3/10
Despite some goofiness, this movie is cool! I want it on DVD!
17 April 2006
Warning: Spoilers
I can't understand why many seem to hate this.

This movie ties together many of the overlapping settings of the historical and Biblical epics of the fifties, using set pieces, props, and costumes similar to those seen in other movies. Here, however, the story attempts to run through all of human history, with a frame story about the human race being on trial, with a guilty verdict meaning h-bombs will go off all over the world. The prosecutor is the devil, played with fiendish glee by Vincent Price. OK, so it's a little hokey calling the defender "The Spirit of All Men," but I think that's one of the things that gives this movie a sense of period charm. The Spririt of Man is incidentally played quite well by Ronald Coleman, in his last film. It is also the last movie in which Groucho, Harpo, and Chico Marx all appear, but not together. Groucho plays Peiter Minuet buying Manhattan from the Indians, in a scene played purely for campy humor. Chico isn't funny at all as a monk who thinks the world is flat, and Harpo, we are told, is meant to be Isaac Newton, discovering gravity. Most of the other performances are well done, though.
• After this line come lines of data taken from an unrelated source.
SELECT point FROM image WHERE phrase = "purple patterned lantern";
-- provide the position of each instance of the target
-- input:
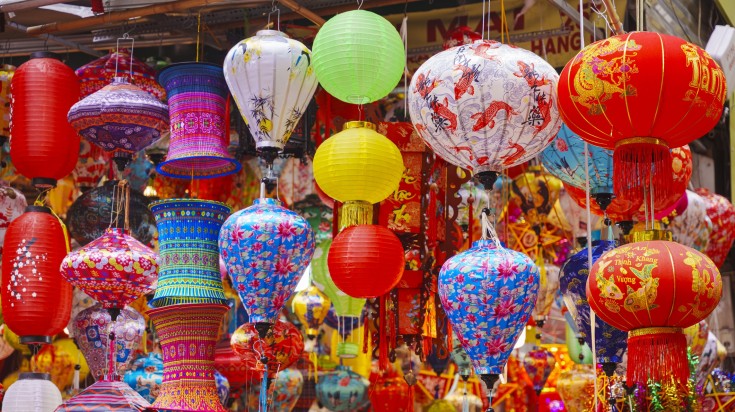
(120, 118)
(266, 249)
(488, 293)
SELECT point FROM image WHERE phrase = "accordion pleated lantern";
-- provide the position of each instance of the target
(358, 56)
(120, 118)
(188, 335)
(114, 269)
(188, 230)
(32, 392)
(366, 261)
(43, 146)
(36, 300)
(274, 103)
(198, 101)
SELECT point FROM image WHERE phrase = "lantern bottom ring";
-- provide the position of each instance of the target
(659, 330)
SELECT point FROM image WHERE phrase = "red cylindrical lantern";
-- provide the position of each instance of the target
(640, 94)
(653, 289)
(366, 261)
(43, 146)
(36, 300)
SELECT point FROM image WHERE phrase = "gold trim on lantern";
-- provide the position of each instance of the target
(652, 234)
(355, 212)
(641, 140)
(355, 124)
(662, 330)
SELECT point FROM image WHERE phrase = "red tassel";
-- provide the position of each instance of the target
(659, 354)
(382, 327)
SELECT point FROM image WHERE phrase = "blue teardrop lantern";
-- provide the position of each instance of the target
(488, 293)
(564, 158)
(610, 343)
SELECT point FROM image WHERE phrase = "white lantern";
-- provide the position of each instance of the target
(32, 392)
(272, 80)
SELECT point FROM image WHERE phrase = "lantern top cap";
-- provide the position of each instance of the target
(359, 124)
(653, 234)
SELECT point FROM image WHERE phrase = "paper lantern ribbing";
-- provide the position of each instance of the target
(653, 289)
(358, 56)
(366, 261)
(564, 158)
(188, 230)
(612, 94)
(188, 334)
(281, 346)
(271, 78)
(342, 390)
(488, 293)
(610, 342)
(114, 269)
(266, 249)
(91, 329)
(32, 389)
(485, 106)
(36, 300)
(98, 73)
(44, 147)
(199, 114)
(311, 307)
(120, 118)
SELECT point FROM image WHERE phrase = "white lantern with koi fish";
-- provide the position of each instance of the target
(485, 106)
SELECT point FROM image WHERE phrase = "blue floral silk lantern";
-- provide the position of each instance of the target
(265, 248)
(488, 293)
(564, 158)
(610, 343)
(342, 390)
(188, 230)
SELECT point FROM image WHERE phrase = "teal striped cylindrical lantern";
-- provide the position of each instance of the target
(188, 230)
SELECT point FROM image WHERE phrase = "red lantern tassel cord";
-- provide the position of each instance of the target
(634, 160)
(659, 354)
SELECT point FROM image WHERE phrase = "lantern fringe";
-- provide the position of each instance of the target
(640, 164)
(657, 354)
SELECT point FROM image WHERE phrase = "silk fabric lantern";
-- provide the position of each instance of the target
(358, 56)
(189, 267)
(266, 249)
(366, 261)
(459, 105)
(273, 104)
(565, 159)
(114, 269)
(610, 342)
(92, 328)
(120, 118)
(188, 334)
(358, 167)
(36, 300)
(199, 115)
(612, 94)
(722, 214)
(43, 145)
(673, 285)
(488, 293)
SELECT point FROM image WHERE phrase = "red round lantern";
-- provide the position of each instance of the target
(640, 94)
(653, 289)
(366, 261)
(43, 146)
(36, 300)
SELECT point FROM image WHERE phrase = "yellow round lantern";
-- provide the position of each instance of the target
(358, 166)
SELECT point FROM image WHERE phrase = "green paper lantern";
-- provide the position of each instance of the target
(358, 57)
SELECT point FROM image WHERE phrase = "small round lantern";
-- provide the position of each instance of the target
(653, 288)
(358, 56)
(366, 261)
(43, 145)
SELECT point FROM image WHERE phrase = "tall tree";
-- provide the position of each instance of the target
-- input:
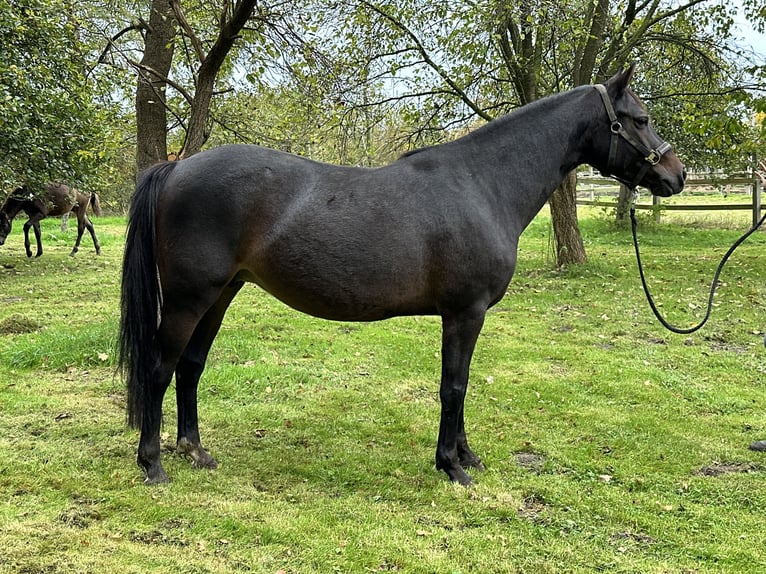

Other hokey things are that the trial is supposedly taking place in outer space, which is depicted as a region of clouds and blueness. There is something called "The Great Clock of Outer Space," which, when striking midnight, may signal the end of the world.

But at its heart, the movie addresses the problems of WMDs and the eternal question of whether Man is basically good, or basically evil; and poses it in what I think is an interesting way. Also, anyone who likes the look of costume epics of the fifties should like the look of this movie.